Monsieur Vernooy, dans la bonté de son cœur, comprenait parfaitement qu'on devait porter un toast au jeune candidat, mais il n'était pas homme à proposer des toasts. Il est vrai qu'il était vraisemblablement le plus âgé de la société, mais il pensait que cet honneur revenait à monsieur Van Hoel, qui jouissait d'une haute considération, et qui d'ailleurs, songeait-il encore, s'acquitterait de cette tache beaucoup mieux que lui. Monsieur Van Hoel, cet homme si considérable, était très-certainement du même avis, mais il ne se sentait pas la moindre envie ou disposition à s'acquitter de la chose; et bien que la pensée du toast que nécessitait la circonstance se fût aussi présentée à l'esprit de Wagesteert, il l'écarta sous prétexte «qu'il ne portait jamais de toasts, et regardait cela comme une insigne folie,» ce à quoi s'ajoutait l'impossibilité où il se trouvait de remplir cette tâche. Il en était de ceci comme de sa singularité prise dans son ensemble, singularité qui à bien des points de vue, n'était que le pis aller de ses efforts malheureux pour agir avec quelque grâce et quelque succès comme les autres hommes. La timidité et la maladresse, d'un commun accord et comme deux sœurs, s'étaient alliées pour faire de lui un violateur des formes reçues, un railleur de toutes les convenances. Ainsi un cheval effrayé prend le mors aux dents, brise le frein qui le contient et met la voiture en pièces.

Le dessert fut servi, et personne ne portait le toast. Vernooy était de plus en plus mal à l'aise. Il trouvait impoli et inconvenant de ne pas le proposer, mais quand il songeait à s'en charger, il lui prenait une sueur froide. Deux ou trois fois, il porta la main à son verre pour le lever solennellement, mais chaque fois il le laissa en repos; deux fois même il le leva en effet, mais il hésita et dissimula son dessein réel, sous le prétexte d'adresser à madame Van Hoel une insignifiante remarque sur la couleur du vin et sur l'agrément des verres taillés. Cependant la situation devenait de plus en plus critique. Maman Witse, toute rouge, se mit à promener sur les convives des yeux inquiets, et elle faisait de temps en temps de petites pauses dans sa conversation. Plusieurs verres étaient déjà vides, et toutes les bouteilles étaient entamées. Il le fallait enfin. Vernooy fit de son mieux et le visage pâle, le front humble, les lèvres tremblantes, il dit:—Mes amis, il faut remplir les verres! Bien que, sur la fin du repas, la conversation eût eu de grandes lacunes pendant lesquelles on entendait les couteaux à dessert faire leur œuvre, le moment où le bon Vernooy fit cette invitation était des plus mal choisis, car Wagesteert venait justement de prendre une pomme et commençait à tourmenter comme toujours les mangeuses de pommes.

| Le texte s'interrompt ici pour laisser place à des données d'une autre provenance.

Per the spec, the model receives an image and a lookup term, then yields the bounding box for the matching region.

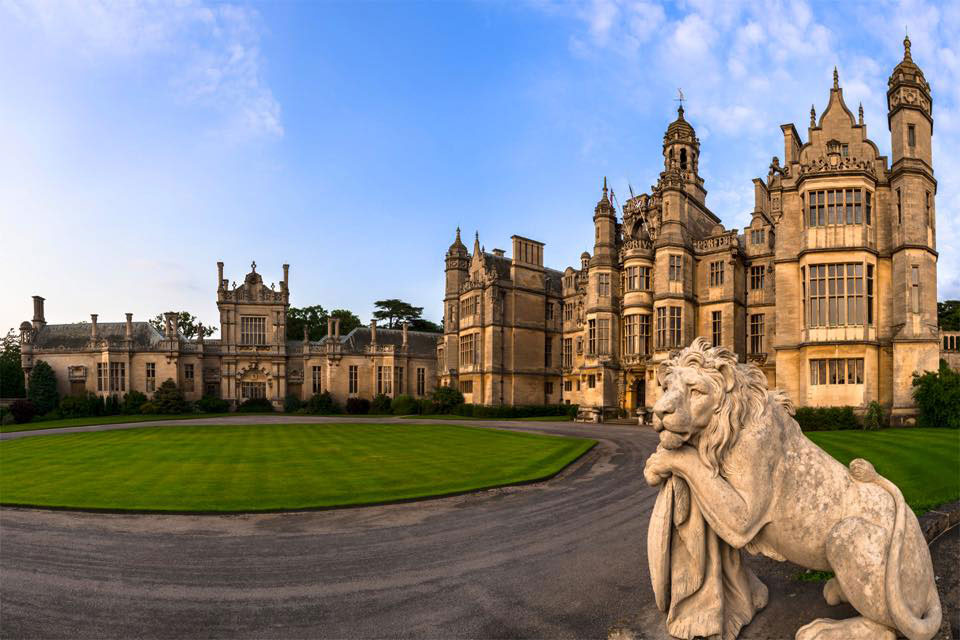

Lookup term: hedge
[794,407,863,431]
[451,404,579,418]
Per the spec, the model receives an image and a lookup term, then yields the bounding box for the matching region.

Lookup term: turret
[663,104,707,203]
[887,38,933,168]
[591,177,617,266]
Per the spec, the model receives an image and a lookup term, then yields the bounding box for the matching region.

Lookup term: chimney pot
[33,296,47,329]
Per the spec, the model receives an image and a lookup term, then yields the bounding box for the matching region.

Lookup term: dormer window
[807,189,871,227]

Le brave homme feignit de s'être parlé à lui-même, et considéra avec une grande attention les dessins de la nappe. Un instant après, il reprit courage:—Mes amis! dit-il.

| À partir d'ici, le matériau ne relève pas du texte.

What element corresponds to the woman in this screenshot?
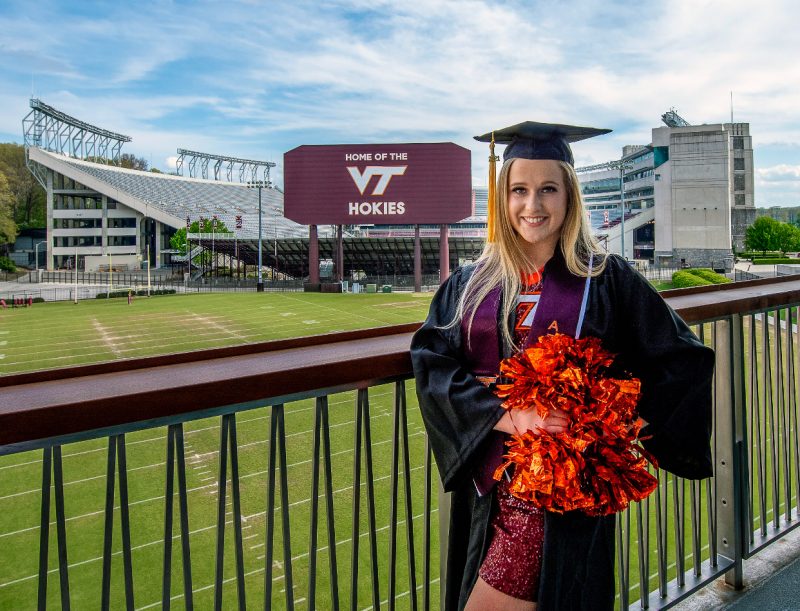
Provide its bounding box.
[411,122,714,611]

—Je crois que monsieur Vernooy veut dire quelque chose, dit madame Witse, en se penchant sur la table, jusqu'à ce qu'elle pût le voir; n'est-ce pas, Vernooy?

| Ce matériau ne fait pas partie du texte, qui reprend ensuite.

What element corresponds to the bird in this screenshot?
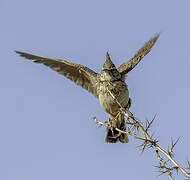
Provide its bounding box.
[15,33,160,143]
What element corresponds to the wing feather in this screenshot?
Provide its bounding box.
[15,51,99,97]
[117,34,160,75]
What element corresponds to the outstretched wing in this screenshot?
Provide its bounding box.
[117,34,160,75]
[15,51,99,97]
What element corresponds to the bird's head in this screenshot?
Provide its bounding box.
[100,52,121,81]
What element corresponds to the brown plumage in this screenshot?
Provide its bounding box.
[15,34,159,143]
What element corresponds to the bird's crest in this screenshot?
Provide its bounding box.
[102,52,116,70]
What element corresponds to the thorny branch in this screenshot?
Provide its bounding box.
[93,85,190,180]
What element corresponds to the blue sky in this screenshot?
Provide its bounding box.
[0,0,190,180]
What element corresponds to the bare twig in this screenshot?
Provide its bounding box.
[96,85,190,180]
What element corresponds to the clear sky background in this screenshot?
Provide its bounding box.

—Oui, Keetjen[4], dit l'excellent homme, je voulais proposer de boire un verre à la santé de Gênât, pour le féliciter encore une fois de ce qu'il est devenu candidat. Je n'ai pas d'enfants, mais je prends part au bonheur de mes amis qui en ont et qui en retirent de la satisfaction. J'aime Gerrit, et j'ose dire qu'il en est de même de tous ceux qui sont ici. Ainsi, Gerrit, à vous de tout cœur, mon brave!

—Gerrit! Gerrit! Gerrit! monsieur Witse! entendit-on sur tous les tons et de tous les points de la table; les verres furent levés à la hauteur du nez, puis vidés jusqu'au fond.